A question from Askville:
Are real viable alternatives to the combustion engine being paid off/covered up by the oil industry for obvious reasons?
No. And please define “viable”…
There are Wankel engines, but so far, only Mazda figured out how to make them so that they are reliable (and they still are not as fuel-efficient as piston engines; Mazda RX-8 burns 15-20% more gasoline than BMW 325).
There are Stirling engines (those are actually external combustion engines and were first implemented as steam engines), but they are not particularly useful for transportation applications, because they have to have a heater, which requires time to reach working temperature, so if you had a car with a Stirling engine, you could be looking at 10-15 minutes between the time you turn the engine on and the time the car is ready to move. They are great for small-scale power generation though, precisely because in this application they are always on.

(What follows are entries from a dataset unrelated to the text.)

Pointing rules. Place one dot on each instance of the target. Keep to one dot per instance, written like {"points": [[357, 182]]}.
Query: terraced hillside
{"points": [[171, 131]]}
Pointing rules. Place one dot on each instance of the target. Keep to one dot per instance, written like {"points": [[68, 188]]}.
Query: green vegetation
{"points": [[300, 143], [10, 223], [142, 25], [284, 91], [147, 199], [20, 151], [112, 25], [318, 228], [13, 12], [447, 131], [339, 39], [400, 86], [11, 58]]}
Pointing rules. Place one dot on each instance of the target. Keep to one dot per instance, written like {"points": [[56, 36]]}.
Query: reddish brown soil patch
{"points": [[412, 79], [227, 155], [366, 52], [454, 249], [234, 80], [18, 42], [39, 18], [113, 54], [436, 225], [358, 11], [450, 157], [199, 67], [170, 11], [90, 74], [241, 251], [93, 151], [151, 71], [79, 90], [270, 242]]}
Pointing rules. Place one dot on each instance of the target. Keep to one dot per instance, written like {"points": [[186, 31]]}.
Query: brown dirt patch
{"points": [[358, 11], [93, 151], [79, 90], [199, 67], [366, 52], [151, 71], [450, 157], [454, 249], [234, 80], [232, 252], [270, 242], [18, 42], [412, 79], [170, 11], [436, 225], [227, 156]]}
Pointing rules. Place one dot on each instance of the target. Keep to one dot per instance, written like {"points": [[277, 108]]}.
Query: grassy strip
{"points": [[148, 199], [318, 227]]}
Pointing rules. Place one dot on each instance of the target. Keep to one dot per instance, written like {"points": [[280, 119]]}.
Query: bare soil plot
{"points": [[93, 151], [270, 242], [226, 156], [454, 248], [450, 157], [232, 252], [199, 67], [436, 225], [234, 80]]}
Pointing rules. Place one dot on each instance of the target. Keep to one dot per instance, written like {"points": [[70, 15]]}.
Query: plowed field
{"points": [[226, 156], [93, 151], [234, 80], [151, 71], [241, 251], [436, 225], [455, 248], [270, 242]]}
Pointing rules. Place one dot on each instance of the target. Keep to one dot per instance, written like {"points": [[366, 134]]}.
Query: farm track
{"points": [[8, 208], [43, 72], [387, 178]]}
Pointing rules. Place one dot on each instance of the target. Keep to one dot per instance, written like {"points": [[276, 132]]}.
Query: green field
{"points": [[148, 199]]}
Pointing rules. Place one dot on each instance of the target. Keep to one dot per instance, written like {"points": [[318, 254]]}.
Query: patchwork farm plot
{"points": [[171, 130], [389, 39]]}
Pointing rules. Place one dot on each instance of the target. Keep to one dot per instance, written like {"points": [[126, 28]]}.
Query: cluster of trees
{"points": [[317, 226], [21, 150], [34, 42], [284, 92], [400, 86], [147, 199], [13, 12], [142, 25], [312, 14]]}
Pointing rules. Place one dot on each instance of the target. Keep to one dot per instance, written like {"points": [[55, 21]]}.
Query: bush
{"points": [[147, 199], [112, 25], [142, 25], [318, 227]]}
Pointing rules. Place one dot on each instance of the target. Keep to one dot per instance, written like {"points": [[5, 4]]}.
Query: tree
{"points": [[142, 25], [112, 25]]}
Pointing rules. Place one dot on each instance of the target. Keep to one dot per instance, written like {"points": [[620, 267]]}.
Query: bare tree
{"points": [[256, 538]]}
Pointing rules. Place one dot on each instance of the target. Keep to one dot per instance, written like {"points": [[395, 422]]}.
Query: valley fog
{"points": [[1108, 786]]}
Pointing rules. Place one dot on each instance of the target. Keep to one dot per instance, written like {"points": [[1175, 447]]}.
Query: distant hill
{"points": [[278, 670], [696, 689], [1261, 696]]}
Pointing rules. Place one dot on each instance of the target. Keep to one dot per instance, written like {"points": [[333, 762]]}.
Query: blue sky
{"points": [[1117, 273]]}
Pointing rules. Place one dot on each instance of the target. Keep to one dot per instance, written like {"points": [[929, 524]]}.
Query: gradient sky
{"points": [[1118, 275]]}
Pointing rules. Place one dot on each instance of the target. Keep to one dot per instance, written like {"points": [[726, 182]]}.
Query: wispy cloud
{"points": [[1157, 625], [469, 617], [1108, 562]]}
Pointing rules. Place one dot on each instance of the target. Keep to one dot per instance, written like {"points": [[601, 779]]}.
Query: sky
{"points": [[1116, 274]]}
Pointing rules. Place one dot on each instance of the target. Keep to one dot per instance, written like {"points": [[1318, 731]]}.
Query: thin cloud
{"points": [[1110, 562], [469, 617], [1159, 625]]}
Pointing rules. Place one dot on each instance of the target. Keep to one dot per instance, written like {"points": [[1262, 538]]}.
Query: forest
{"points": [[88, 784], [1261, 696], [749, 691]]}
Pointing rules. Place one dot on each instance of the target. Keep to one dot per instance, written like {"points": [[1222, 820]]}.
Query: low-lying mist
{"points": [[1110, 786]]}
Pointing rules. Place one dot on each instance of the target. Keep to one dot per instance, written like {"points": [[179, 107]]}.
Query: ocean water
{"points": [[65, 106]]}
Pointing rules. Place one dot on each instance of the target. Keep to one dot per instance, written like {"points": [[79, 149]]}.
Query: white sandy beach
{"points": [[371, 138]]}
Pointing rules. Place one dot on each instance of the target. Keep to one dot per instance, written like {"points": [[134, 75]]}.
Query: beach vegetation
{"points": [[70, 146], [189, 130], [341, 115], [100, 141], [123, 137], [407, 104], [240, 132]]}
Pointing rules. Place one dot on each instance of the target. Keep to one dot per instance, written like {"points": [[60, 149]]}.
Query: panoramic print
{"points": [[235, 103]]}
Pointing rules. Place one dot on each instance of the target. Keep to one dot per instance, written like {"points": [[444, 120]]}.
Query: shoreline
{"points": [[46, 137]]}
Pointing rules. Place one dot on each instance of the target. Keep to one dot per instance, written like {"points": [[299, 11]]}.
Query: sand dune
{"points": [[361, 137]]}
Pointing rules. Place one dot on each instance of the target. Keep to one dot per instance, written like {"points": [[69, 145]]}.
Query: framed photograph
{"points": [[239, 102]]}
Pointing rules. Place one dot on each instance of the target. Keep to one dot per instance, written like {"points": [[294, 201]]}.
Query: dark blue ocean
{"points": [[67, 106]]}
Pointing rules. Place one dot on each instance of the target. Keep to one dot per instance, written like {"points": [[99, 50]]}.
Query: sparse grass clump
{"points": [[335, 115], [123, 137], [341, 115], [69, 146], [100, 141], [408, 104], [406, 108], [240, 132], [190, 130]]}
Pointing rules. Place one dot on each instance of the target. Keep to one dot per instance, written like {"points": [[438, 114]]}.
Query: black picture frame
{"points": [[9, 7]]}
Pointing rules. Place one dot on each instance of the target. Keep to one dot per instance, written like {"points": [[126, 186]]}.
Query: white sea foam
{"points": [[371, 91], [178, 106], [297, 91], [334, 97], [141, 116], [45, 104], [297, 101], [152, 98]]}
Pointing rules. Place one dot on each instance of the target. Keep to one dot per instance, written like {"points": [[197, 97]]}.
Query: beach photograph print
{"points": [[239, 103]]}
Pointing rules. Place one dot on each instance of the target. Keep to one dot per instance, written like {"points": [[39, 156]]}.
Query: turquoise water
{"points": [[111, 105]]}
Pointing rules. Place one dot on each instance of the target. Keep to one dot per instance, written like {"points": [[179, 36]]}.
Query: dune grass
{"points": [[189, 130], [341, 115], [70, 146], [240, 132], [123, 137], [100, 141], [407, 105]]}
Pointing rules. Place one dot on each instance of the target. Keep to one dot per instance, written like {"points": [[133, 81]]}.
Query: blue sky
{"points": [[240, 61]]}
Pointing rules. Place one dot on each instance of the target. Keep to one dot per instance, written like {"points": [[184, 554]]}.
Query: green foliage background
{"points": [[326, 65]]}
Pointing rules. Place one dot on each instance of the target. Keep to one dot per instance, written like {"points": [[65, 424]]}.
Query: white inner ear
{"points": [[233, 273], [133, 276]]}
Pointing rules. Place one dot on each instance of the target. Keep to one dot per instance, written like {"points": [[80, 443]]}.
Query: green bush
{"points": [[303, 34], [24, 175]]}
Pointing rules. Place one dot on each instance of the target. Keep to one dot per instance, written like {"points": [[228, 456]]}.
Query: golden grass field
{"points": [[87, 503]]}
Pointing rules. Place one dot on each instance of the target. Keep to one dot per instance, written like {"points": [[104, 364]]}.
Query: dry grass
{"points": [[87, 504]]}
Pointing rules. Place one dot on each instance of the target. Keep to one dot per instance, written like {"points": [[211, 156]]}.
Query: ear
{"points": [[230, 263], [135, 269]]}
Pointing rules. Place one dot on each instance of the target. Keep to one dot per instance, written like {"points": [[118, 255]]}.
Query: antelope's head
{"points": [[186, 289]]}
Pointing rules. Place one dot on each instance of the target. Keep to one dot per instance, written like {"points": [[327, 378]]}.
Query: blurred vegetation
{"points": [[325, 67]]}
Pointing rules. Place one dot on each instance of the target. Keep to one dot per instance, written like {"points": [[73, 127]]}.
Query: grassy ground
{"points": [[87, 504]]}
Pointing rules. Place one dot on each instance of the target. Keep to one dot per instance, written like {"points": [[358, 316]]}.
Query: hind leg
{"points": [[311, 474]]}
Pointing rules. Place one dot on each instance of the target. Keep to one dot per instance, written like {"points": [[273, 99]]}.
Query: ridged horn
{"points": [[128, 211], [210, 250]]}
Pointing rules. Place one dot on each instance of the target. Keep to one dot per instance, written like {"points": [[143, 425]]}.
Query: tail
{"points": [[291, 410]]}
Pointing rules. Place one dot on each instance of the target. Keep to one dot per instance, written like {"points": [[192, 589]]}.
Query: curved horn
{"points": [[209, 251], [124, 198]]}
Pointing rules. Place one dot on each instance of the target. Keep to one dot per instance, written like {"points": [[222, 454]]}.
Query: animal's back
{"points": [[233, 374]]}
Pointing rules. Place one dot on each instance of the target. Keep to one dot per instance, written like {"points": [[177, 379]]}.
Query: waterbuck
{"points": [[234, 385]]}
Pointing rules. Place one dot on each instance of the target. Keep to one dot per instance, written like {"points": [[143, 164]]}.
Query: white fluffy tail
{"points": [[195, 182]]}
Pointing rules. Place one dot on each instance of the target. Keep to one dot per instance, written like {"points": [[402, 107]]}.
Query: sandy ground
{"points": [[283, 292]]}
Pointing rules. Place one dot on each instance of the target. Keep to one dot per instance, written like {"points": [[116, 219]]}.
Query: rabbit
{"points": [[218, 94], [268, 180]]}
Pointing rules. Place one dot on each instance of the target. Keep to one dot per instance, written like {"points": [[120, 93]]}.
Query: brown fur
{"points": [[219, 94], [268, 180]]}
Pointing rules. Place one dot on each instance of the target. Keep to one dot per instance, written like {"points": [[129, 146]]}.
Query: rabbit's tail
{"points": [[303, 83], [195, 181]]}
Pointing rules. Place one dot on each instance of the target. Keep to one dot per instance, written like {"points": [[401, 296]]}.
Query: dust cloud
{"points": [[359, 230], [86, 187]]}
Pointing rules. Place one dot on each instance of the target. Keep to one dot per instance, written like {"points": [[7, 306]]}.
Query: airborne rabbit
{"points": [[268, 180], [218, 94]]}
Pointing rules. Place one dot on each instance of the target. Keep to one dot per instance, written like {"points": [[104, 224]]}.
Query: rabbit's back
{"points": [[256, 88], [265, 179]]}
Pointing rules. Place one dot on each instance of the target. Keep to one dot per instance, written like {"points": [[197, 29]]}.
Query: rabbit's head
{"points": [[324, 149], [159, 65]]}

There are steam and gas turbines, but they work best when they are large (thousands of horsepower) and operate at near-capacity. In the stop-and-go traffic, turbines suck (there were enough experiments with automotive and locomotive turbines in the 1960s to figure that out). Plus, they are usually supercritical (meaning, the operating RPM is above the critical RPM, which is the RPM that causes severe vibrations), so every time you start or stop a turbine, it goes through a severe shakeup. It’s not a big deal for a power station turbine, which is stopped for maintenance once or twice a year, but for a car, which you start/stop several times a day, it’s a killer.
There are fuel cells, but so far, only Honda figured out how to make a limited-release, sort-of-production car with them. Additionally, Honda’s car runs on hydrogen, which is still an exotic fuel, hard to store and transport (not to mention that most of commercially produced hydrogen is made from oil or natural gas). There are potentially interesting experiments where concentrated sunlight is used to break water down into hydrogen and oxygen (the chemists call it “photolysis”), but the chemical breakdown occurs at about 2,500°C (4,500°F), and there are currently no materials that could last at those temperatures.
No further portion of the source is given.